Detection of a new fast radio burst during Breakthrough Listen observations
ATel #11376; Danny C. Price (University of California, Berkeley and Swinburne University of Technology), Vishal Gajjar (University of California, Berkeley), Aman Dhar (University of California, Berkeley), Evan F. Keane (SKA Organisation, Jodrell Bank Observatory), Andrew Jameson (Swinburne University of Technology), Andrew P. V. Siemion (University of California, Berkeley, USA), David H. E. MacMahon (University of California, Berkeley, USA), Steve Croft (University of California, Berkeley, USA), Gregory Hellbourg (University of California, Berkeley, USA), Howard Isaacson (University of California, Berkeley, USA), J. Emilio Enriquez (University of California, Berkeley, USA), Matthew Lebofsky (University of California, Berkeley, USA), David DeBoer (University of California, Berkeley, USA), Dan Werthimer (University of California, Berkeley, USA) and SUPERB Collaboration
on 2 Mar 2018; 00:46 UT
Credential Certification: Vishal Gajjar (vishalg@berkeley.edu)
Subjects: Radio, Request for Observations, Transient, Fast Radio Burst
We report the detection of a fast radio burst (FRB) on UTC 2018 March 1 at 07:34:19.76, during Breakthrough Listen observations with the 21-cm multibeam receiver of the CSIRO Parkes radio telescope. The burst was detected in beam 03 of the receiver only, which was centered on J2000 coordinates RA 06:12:43.4, DEC +04:33:44.8, at a signal-to-noise ratio of ~16, peak flux density of ~0.5 Jy, dispersion measure (DM) of ~520 pc cm^-2, and burst width of ~3 ms, while observing over ~340 MHz of bandwidth centered around 1382 MHz.

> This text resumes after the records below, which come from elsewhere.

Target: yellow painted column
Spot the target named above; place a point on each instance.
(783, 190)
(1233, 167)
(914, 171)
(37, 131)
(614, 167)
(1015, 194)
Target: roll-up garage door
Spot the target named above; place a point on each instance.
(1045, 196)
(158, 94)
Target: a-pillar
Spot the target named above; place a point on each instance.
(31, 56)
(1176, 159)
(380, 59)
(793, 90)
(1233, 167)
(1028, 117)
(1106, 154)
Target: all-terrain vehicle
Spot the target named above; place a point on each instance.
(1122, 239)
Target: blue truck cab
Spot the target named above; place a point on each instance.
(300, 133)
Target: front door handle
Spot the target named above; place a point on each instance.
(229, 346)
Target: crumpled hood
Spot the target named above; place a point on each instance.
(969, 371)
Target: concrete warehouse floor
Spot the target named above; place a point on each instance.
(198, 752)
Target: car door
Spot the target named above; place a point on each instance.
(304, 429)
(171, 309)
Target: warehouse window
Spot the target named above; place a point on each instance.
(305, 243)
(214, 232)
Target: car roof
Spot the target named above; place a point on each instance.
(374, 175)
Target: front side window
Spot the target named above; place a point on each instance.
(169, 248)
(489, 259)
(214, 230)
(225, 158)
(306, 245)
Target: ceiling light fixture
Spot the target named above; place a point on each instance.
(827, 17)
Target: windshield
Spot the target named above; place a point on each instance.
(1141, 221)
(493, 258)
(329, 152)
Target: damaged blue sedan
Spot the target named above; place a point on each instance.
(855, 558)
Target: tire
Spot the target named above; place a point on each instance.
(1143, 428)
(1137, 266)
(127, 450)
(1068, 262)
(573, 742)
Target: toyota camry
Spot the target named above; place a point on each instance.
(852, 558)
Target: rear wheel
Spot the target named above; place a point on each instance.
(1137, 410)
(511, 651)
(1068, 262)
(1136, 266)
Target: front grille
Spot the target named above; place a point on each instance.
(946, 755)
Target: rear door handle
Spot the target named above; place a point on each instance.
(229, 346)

The spectrum appears to be positive, i.e. brighter at higher frequencies.
The burst, FRB 180301, was detected during the Breakthrough Listen (BL) Galactic plane survey [Isaacson et. al., PASP, 129, 9, 2017]. BL is foremostly a search for technologically-capable life beyond Earth; however, a real-time search for FRBs runs in tandem, using the HI-Pulsar digital system [Keith et. al., MNRAS, 409, 2, 2010; Price et. al., JAI, 5, 4, 2016; Keane et al., MNRAS, 473, 116, 2018]. The burst has also been detected with the Breakthrough Listen digital backend using an independent search technique [Gajjar et al. 2017, ATel #10675]. After detection, calibration routines were run and follow-up observations continued for approximately 2 hours; no further bursts were found. The BL digital systems record voltage-level data products to disk [MacMahon et al. arXiv:1707.06024v2], and these data have been preserved. Additional analysis is ongoing.
The Galactic contribution to the DM along this line of sight is around ~155 pc cm^-3 using the NE2001 electron density model for the Milky Way [Cordes & Lazio, arXiv:0207156v3, 2002], and 233 pc cm^-3 using the YMW16 model [Yao et al., ApJ, 835, 29, 2016]. Assuming a host Galaxy contribution of ~100 pc cm^-2, we estimate the redshift to be around ~0.2, for zero host contribution it is ~0.3.
We encourage prompt multi-wavelength follow-up. Based on the half-power beam width of the receiver, the positional uncertainty is of the order of 14 arcminutes (radius).